Hi, there, I am a newbie to PyTorch and I am really impressed by its speed and flexibility. Amazing work! But I have one question about the memory usage.

I noticed that PyTorch usually stores all immediate variables when building graph. The memory requirement could be very intense in the case where a large network is called many times in a for loop. Below is a piece of sample codes. There is only one network AntoEncoderDecoder. We iteratively feed data through it for many times. My understanding is PyTorch will store all immediate results in AntoEncoderDecoder and thus requires a lot of memory. Compared with its equivalent implementation of theano, PyTorch requires more GPU memory. In theano, I can use a batch size of 10. But only 2 in PyTorch. I am wondering is there anything special to take care of in order to reduce the memory usage in this case.

Any suggestions would be welcome!

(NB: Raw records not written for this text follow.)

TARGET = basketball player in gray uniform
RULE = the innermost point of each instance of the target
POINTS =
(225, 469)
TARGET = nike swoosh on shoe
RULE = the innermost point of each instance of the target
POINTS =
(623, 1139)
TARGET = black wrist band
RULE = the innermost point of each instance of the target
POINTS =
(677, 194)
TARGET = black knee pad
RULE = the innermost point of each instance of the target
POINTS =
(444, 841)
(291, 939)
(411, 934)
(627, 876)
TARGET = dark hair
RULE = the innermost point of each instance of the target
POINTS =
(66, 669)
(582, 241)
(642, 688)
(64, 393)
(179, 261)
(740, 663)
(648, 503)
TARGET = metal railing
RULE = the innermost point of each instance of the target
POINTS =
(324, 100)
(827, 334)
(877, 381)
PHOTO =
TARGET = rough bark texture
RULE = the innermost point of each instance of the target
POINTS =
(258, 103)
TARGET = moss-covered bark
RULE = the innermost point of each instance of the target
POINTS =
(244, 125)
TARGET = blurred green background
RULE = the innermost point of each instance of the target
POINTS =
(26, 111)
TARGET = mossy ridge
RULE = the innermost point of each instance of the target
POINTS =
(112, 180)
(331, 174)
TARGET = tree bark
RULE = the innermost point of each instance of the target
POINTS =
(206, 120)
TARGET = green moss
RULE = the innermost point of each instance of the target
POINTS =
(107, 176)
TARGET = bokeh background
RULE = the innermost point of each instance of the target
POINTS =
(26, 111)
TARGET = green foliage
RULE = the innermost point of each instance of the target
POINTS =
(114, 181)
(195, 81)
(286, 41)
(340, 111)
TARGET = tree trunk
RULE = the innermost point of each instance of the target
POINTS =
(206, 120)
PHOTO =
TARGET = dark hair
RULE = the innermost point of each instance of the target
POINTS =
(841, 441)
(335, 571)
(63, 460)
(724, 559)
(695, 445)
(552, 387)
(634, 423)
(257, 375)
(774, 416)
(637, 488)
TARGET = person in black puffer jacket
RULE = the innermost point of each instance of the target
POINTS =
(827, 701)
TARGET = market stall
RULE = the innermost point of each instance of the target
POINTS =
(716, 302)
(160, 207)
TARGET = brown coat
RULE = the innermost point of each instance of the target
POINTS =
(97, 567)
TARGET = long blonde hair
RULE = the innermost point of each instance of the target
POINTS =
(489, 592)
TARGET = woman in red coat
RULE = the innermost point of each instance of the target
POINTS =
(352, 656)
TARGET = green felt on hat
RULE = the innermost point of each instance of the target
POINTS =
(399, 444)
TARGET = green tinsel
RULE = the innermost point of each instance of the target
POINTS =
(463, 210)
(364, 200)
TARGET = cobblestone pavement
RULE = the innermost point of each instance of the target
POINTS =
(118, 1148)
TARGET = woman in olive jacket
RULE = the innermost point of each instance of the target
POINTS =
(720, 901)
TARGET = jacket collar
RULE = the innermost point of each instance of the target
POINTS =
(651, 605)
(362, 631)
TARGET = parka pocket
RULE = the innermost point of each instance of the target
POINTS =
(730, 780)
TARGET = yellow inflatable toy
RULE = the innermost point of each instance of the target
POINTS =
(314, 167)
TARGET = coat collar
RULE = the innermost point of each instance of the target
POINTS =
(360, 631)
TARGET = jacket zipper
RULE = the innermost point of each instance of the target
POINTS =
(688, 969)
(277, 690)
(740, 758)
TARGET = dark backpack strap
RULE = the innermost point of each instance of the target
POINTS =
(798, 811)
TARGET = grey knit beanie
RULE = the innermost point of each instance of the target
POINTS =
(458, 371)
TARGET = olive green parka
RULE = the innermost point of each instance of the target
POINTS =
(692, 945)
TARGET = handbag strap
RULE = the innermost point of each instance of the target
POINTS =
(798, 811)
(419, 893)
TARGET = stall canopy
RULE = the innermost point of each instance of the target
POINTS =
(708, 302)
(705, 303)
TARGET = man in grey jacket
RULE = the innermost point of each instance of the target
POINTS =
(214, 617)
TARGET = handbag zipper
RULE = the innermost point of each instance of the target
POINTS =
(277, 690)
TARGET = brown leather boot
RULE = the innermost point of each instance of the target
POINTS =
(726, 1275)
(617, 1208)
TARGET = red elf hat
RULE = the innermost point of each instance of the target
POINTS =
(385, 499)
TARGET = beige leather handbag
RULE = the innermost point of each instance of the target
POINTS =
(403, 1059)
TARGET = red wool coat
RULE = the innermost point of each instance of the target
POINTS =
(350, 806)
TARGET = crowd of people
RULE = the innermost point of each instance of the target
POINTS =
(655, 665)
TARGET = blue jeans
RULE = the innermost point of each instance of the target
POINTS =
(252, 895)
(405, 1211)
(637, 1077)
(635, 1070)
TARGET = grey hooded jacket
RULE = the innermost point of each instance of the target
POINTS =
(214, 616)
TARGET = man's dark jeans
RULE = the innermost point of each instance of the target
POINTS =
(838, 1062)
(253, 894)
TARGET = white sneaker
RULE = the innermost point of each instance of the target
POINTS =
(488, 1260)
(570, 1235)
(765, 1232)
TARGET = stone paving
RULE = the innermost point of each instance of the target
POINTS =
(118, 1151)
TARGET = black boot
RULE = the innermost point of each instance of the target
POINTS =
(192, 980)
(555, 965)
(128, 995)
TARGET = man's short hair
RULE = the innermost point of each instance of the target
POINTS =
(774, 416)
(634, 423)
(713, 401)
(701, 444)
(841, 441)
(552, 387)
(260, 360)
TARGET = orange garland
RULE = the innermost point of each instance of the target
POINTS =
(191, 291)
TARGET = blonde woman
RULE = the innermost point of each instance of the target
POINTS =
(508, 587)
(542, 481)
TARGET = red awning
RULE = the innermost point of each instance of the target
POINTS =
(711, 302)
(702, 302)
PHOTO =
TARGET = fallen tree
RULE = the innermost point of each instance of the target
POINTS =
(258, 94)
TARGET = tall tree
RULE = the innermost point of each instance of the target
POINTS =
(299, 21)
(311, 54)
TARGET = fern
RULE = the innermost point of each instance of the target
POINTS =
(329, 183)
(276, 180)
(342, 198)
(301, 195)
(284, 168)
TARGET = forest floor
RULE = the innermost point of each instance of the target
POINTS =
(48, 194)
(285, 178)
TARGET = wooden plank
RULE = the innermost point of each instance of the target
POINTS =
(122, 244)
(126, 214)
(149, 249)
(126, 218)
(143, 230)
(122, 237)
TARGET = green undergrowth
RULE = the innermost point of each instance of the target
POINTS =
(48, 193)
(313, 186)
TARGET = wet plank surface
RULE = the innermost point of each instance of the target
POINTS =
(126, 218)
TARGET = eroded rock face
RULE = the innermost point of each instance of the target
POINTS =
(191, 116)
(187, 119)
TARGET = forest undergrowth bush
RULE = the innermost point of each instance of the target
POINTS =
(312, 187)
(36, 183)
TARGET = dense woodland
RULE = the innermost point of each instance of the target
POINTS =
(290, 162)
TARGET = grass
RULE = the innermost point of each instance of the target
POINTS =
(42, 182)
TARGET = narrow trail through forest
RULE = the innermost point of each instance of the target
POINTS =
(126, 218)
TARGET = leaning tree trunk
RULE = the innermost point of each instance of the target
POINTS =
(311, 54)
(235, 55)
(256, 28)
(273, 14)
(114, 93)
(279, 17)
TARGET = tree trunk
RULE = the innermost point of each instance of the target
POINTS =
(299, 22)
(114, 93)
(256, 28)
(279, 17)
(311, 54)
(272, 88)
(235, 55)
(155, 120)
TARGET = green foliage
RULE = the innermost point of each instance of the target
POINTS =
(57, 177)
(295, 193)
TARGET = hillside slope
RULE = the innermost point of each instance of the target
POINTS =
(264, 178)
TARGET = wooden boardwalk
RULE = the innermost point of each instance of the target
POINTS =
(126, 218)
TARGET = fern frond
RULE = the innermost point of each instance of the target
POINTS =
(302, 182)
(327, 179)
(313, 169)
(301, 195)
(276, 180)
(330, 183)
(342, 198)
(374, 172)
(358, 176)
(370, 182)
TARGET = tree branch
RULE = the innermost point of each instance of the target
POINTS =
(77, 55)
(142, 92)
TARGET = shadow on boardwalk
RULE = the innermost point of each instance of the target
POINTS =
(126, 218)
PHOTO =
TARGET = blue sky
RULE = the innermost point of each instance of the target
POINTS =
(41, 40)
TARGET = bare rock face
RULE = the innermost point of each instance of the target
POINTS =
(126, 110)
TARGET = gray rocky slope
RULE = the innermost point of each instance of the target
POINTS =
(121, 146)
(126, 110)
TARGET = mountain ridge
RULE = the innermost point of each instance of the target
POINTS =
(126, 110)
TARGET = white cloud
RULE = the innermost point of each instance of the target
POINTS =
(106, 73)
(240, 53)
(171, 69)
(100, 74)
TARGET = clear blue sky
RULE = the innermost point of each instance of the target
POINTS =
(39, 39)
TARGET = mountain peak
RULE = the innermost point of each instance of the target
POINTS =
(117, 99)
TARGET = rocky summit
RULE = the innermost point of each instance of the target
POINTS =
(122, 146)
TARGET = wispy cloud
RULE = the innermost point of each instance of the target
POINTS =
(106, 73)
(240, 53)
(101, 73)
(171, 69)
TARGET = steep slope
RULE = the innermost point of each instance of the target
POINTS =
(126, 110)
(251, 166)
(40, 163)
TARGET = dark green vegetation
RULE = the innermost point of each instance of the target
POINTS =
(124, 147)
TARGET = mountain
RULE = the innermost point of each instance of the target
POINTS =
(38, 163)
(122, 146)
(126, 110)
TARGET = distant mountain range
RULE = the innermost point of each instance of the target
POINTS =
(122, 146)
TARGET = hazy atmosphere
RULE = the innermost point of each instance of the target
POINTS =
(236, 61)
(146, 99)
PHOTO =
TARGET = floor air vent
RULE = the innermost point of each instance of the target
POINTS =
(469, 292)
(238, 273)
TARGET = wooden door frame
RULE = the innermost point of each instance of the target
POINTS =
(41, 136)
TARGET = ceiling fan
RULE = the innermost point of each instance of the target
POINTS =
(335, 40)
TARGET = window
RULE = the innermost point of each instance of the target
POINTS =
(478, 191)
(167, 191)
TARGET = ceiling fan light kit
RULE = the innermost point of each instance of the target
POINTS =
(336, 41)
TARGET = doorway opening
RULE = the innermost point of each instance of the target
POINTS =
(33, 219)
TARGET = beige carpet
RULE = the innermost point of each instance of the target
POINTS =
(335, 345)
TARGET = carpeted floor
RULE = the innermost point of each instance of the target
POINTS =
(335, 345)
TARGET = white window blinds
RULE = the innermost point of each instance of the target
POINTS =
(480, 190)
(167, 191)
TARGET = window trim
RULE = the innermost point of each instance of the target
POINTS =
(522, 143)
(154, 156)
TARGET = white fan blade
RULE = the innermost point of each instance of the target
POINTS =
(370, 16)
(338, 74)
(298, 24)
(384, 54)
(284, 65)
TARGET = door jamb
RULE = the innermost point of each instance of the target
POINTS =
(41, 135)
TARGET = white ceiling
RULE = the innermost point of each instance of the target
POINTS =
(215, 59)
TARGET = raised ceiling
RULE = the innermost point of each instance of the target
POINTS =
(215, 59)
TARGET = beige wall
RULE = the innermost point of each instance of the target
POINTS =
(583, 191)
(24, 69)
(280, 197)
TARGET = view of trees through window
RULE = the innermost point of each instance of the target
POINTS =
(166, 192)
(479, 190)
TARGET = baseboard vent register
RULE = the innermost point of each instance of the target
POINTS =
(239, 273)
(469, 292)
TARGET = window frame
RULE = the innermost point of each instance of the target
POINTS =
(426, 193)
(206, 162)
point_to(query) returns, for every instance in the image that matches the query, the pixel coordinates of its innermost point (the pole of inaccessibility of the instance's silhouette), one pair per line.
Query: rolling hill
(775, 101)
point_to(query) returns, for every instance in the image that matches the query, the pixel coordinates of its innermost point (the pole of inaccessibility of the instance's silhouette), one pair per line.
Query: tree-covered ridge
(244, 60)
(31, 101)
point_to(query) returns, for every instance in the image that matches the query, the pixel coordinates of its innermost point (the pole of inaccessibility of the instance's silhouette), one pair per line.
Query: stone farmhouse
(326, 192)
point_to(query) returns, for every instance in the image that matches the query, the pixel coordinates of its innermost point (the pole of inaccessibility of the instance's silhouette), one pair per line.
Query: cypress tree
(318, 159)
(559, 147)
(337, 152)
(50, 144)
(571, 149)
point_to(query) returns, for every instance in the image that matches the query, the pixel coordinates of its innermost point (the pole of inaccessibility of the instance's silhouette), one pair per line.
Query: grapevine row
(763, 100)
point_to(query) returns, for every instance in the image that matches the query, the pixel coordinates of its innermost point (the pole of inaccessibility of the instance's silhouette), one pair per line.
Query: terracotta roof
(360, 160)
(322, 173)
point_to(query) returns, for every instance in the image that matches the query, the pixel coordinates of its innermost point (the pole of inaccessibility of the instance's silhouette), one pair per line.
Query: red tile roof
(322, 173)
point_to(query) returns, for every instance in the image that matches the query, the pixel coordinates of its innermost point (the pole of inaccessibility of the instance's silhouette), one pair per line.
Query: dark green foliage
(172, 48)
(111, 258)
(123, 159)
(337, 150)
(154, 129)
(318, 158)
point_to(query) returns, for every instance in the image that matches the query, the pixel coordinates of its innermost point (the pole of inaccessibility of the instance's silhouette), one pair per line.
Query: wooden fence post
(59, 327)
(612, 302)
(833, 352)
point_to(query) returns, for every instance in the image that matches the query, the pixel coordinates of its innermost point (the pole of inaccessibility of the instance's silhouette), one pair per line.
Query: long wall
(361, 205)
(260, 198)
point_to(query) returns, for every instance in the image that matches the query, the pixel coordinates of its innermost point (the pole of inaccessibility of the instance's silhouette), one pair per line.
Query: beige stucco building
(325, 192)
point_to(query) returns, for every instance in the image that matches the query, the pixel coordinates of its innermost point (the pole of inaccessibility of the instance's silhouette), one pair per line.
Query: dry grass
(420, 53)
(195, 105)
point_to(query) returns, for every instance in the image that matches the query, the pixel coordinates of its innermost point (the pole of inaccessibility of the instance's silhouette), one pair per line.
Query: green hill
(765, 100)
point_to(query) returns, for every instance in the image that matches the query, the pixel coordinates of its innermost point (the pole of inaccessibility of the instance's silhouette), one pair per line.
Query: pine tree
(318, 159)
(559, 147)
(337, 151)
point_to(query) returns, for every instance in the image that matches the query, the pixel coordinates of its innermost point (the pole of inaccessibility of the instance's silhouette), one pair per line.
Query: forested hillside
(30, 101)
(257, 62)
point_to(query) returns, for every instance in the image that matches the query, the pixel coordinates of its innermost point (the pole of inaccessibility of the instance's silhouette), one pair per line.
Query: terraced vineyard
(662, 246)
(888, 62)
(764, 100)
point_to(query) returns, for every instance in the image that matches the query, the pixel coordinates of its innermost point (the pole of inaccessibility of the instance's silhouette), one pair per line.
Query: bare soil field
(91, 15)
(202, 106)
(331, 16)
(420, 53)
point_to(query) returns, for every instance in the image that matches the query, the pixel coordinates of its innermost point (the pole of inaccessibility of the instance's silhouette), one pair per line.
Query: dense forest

Thank you!

model = AntoEncoderDecoder()
output = Variable(torch.zeros(256,256))
for i in range(iterations):
    output = model( output )

albanD · March 10, 2017, 10:44am

Hi,

Just to be sure I understand what you are trying to do:
You have an auto encoder model, a variable output and you want to apply you auto encoder iterations times to it and then backpropagate all the way through these iterations to learn an auto encoder that repetitively encodes and decodes multiple times before producing the final output? Here, your complete network is the auto encoder stacked iterations times.

When you run your model, we just keep in memory what is necessary to compute the backward pass, nothing more.
If you do not need to compute the backward pass, you can use the volatile option as follow output = Variable(torch.zeros(256,256), volatile=True) to tell pytorch that it does not need to keep the buffers for the backward. If you do so, calling .backward() on the output will obviously raise an error.

apaszke · March 10, 2017, 3:31pm

We never store all intermediate variables, but only the ones that are absolutely necessary to compute the backward. Everything else is freed immediately.
What kind of modules/operations are you using in your network? The increased memory usage might be coming from the fact that we’re always trying to pick fast algorithms in cuDNN, even at a cost of memory usage. We’ll be trying to make it possible to affect these choices in the future.

qianguih · March 11, 2017, 1:17am

@albanD Thanks for your suggestion! Yes, your understanding is correct. Actually I do need to compute the backward pass. So the volatile option may not be applicable here.

@apaszke Thanks for the info! Currently my module functions like a rnn. So only simple matrix multiplication, slicing, and nonlinearity function are used but they repeated by many times due to the iteration.

apaszke · March 11, 2017, 10:25am

@qianguih I don’t know of any memory issues of these ops, they shouldn’t differ that much from what Theano needs. Are you using 0.1.10?

qianguih · March 12, 2017, 2:27am

Yes, it is 0.1.10. I guess theano has optimized every computation graph a lot during the function compilation.

apaszke · March 12, 2017, 11:05am

Maybe. It’s hard to say what’s happening without having the model details.